Siguiendo el orden recorrido hasta ahora pasamos a la CAPILLA de la ANUNCIACIÓN costeada en 1609 por el arzobispo de Zaragoza. Don Martín Terrer de Valernzuela, nacido en Daroca el 16 de abril de 1549 y bautizado el mismo día en la Parroquia de San Miguel de esta Ciudad, siendo inhumado también en Daroca cuyos restos descansan en esta capilla desde el 28 de noviembre de 1631 bajo un magnífico sepulcro de alabastro y bronce.  El retablo es  renacentista formado por columnas corintias, frontón partido con  distintos motivos propios de este estilo, aunque  también se aprecia el efectismo barroco con lo que se consigue un gran efecto al conjugarse ambos estilos.
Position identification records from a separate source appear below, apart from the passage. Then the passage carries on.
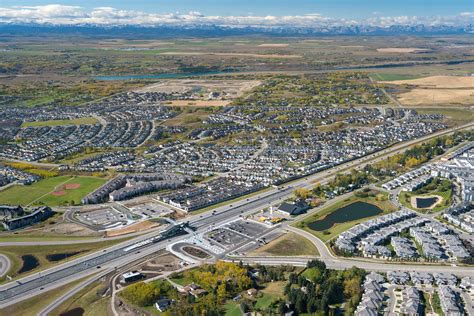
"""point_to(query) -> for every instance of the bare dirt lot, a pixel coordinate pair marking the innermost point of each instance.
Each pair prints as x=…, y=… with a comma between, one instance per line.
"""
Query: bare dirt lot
x=199, y=90
x=440, y=82
x=402, y=50
x=282, y=56
x=436, y=97
x=436, y=90
x=273, y=45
En las tres partes del retablo se aprecian 16 grupos escultórico en relieve, además de seis figuras exentas, en las que se representan distintas escenas de la vida de  la titular de la capilla, la Anunciación,   en su parte central inferior, y en la superior a la titular de la Iglesia, la Asunción. Está considerado de gran importancia entre los retablos  aragoneses y atribuido a un discípulo de Ancheta.

CAPILLA del PATROCINIO Curiosa portada entre el renacimiento y plateresco, también catalogada como gótico inglés. El retablo dedicado a la Coronación de la Virgen María  es de alabastro inglés del siglo XV policromado con detalles de oro mate. En el lateral izquierdo hay un sarcófago renacentista  mandado construir por D.Luis de Señés, perteneciente a esta familia de los Azagra que no llegó a ocuparse. En el lado derecho hay otro de 1646 de un Rector en Cortes. También, según la tradición, en esta capilla se dio sepultura a don Pedro de Ahones, En el exterior, sobre su arco apuntado se puede ver el cuadro armero de la familia Ruiz de Azagra. La Imagen titular de la capilla. Virgen del Patrocinio lamentablemente fue robada de su lugar en el año 1973, sin que hasta la fecha se hayan tenido noticias de su paradero.